Je trouvais intéressant de confronter ces deux mecs qui s’étaient tapés le Vietnam, à la situation actuelle, 40 ans plus tard, les faire retourner à Koutchi, dans ces endroits-là, de découvrir le bonheur de tirer à la kalachnikov, c’est quand même un hymne à la kalachnikov, une arme remarquable, absolument remarquable,
G&O : On va te traiter de terroriste si tu dis ça.
M. E. : Ah, non, mais c’est une arme extraordinaire. Mois j’en avais jamais touché, tu vois. Là au stand de tir à Koutchi, le chargeur c’est 5 $, j’y aurais passé la journée, quoi. Ben si tu veux, moi j’aime le tir. Je ne suis jamais allé à la chasse de ma vie. Mais j’aime manipuler les armes, et j’aime le tir de précision. Et là, t’as tout. En plus, non seulement t’as l’arme, tu paies le chargeur, t’as le moniteur, le moniteur qu’est enfouraillé, tu sais, des fois que tu te tournes et tout, il t’en mets une, non, non, le vrai stand. C’est génial. J’étais aux anges. C’est la plus belle journée de ma vie au Vietnam.
G&O : Et cette histoire de film pipeau à Saïgon, c'est quoi ?

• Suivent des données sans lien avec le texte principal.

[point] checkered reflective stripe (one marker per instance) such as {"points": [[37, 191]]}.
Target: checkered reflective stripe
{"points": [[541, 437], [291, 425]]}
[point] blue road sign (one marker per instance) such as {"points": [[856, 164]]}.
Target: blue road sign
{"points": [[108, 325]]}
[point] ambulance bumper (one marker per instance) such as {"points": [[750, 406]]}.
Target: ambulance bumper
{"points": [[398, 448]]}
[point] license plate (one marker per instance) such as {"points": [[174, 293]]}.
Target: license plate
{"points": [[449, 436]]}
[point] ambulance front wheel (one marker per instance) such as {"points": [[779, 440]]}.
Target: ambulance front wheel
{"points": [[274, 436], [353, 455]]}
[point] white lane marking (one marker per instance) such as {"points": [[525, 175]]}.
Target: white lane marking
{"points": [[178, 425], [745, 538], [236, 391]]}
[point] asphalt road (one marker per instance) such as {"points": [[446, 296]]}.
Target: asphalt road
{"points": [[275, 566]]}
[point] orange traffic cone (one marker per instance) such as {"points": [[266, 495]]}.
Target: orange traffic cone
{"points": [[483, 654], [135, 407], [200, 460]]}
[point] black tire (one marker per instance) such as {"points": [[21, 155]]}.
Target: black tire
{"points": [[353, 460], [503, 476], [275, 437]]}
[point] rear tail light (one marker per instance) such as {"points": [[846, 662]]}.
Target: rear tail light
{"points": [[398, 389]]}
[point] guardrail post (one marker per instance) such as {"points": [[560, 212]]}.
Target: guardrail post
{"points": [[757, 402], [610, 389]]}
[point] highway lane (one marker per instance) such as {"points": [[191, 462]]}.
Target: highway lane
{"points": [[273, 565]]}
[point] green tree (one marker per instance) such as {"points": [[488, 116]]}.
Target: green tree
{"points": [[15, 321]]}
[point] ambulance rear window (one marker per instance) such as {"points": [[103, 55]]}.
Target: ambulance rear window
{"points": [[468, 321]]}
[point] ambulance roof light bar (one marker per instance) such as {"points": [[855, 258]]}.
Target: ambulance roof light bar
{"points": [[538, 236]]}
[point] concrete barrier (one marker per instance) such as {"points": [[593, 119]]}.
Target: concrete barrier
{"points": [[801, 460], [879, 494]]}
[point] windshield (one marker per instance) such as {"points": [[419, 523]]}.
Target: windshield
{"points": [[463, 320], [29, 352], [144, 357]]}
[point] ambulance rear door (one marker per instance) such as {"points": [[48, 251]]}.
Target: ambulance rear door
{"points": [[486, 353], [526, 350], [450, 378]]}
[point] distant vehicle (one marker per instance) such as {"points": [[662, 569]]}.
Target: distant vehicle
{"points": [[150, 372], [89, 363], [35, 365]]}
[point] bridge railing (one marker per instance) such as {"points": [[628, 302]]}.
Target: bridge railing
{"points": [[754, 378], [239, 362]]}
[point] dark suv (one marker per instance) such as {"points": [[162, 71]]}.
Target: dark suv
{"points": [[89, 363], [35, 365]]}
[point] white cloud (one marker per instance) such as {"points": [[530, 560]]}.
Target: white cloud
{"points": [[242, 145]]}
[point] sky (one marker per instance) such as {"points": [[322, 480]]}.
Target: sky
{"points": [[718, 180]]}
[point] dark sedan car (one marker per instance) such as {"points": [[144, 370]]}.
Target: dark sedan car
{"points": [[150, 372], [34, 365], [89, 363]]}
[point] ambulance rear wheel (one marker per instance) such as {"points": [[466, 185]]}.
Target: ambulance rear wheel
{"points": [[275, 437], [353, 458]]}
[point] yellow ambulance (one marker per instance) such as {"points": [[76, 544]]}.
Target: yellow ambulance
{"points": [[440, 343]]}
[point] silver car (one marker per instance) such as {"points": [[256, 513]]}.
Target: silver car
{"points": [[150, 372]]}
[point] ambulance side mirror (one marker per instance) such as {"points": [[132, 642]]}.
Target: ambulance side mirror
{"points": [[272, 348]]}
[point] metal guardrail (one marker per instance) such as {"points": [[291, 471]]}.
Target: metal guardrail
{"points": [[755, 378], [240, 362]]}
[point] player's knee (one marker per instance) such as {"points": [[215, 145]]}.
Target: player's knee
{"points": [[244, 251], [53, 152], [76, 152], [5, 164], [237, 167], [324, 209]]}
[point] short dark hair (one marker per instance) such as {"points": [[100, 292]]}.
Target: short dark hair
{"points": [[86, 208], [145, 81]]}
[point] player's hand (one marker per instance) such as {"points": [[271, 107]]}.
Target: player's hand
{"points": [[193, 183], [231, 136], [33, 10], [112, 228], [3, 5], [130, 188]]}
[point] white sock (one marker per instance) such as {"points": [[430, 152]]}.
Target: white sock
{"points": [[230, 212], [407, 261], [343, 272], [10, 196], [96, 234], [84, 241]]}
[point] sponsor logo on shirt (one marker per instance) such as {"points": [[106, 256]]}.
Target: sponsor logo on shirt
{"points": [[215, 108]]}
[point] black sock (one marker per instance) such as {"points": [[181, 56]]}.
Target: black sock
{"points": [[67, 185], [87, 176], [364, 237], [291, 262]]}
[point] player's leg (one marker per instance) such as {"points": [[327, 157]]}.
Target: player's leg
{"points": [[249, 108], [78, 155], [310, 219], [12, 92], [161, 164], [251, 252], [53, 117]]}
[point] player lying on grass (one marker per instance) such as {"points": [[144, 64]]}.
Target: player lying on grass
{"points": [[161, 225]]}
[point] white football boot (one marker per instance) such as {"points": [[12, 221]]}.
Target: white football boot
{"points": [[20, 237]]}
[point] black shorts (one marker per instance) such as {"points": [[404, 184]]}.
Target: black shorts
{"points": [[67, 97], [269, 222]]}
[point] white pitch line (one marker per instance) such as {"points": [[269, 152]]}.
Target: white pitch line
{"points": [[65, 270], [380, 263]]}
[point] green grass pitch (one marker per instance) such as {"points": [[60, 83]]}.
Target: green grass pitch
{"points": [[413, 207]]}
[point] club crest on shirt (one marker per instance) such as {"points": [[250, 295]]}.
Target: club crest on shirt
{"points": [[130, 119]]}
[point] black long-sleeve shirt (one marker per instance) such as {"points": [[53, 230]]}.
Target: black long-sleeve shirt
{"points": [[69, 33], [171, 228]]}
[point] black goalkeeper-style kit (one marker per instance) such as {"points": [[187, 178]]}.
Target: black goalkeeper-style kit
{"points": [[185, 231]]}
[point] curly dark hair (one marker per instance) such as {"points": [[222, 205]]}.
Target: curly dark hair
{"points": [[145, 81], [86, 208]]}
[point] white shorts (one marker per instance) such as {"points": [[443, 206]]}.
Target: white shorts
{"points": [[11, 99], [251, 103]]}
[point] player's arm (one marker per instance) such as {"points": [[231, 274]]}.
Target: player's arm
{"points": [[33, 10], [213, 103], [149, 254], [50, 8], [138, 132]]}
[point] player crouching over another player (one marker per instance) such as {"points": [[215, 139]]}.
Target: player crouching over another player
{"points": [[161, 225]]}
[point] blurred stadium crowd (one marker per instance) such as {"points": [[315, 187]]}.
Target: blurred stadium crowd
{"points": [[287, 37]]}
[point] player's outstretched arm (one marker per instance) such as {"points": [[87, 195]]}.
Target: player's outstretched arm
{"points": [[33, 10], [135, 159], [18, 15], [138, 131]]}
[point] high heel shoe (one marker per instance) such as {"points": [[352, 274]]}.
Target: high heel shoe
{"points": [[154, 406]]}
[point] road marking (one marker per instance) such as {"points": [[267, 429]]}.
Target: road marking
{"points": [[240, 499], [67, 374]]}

M. E. : Donc ça, c’est un des trucs qu’est dans le livre. L’autre truc c’est, je ne sais pas si c’est une révélation, parce que il y a des tas de gens qui devaient être au courant, mais moi je l’ai appris de la personne même, qui a tourné les images, qui est une vieille dame, qui travaillait comme cameraman, à la télévision nord-vietnamienne, les fameuses images du char enfonçant les portes du Palais présidentiel, c’est un remake. C’est elle qui me l’a raconté. Elle m’a expliqué que le régime sud-vietnamien s’est effondré tellement rapidement, à partir de la prise de Da Nang, que les journalistes arrivaient plus à suivre. Ça allait trop vite. Ce qui fait que quand les troupes nord-vietnamiennes sont rentrées dans Saïgon, il y a des mecs qui ont foncé dans la ville, puis il y a un lieutenant avec son char et d’autres chars derrière, ils ont foncé au palais présidentiel, bam, il a enfoncé les grilles, et il est allé se positionner devant les marches. Elle dit mais nous, on était quatre kilomètres derrière. Donc, quand on est arrivé au palais, bon ben ça va pas du tout ça. Bon, donc on a fait remettre les grilles comme on a pu sur les gonds, parce que les mecs avaient tout pété, et puis il a fallu faire reculer le char. Faut connaître l’endroit c’est tout petit, il a fallu faire reculer le char, dans un endroit comme là autour, ce qui est un bordel sans nom, et faire ré-enfoncer les grilles par le char. Et si tu regardes bien les images, les grilles tu ne les vois quasiment pas parce que de toute façon, il n’y a pas, sur les images, les grilles tu vois qu’elles n’explosent pas, elles tombent quoi. Parce qu’en fait, elles sont juste posées pour l’image. Et elle, elle a tourné les images.
G&O : Trop bien.
M.E. : Et après, on revient à Sapreville, et là, on est dans le Woodrow, ou le Embarek classique, la spéculation immobilière, l’usine qui ferme, le terrain, le machin, et en même temps, toute l’histoire de ce chanteur, qui a voulu se lancer dans le commerce équitable, le fameux commerce équitable, et Victor Woodrow explique bien que quand le commerce est équitable, ça ne peut pas marcher, que dans le commerce il faut qu’il y ait toujours un mec qui morde l’oreiller, et effectivement, voilà.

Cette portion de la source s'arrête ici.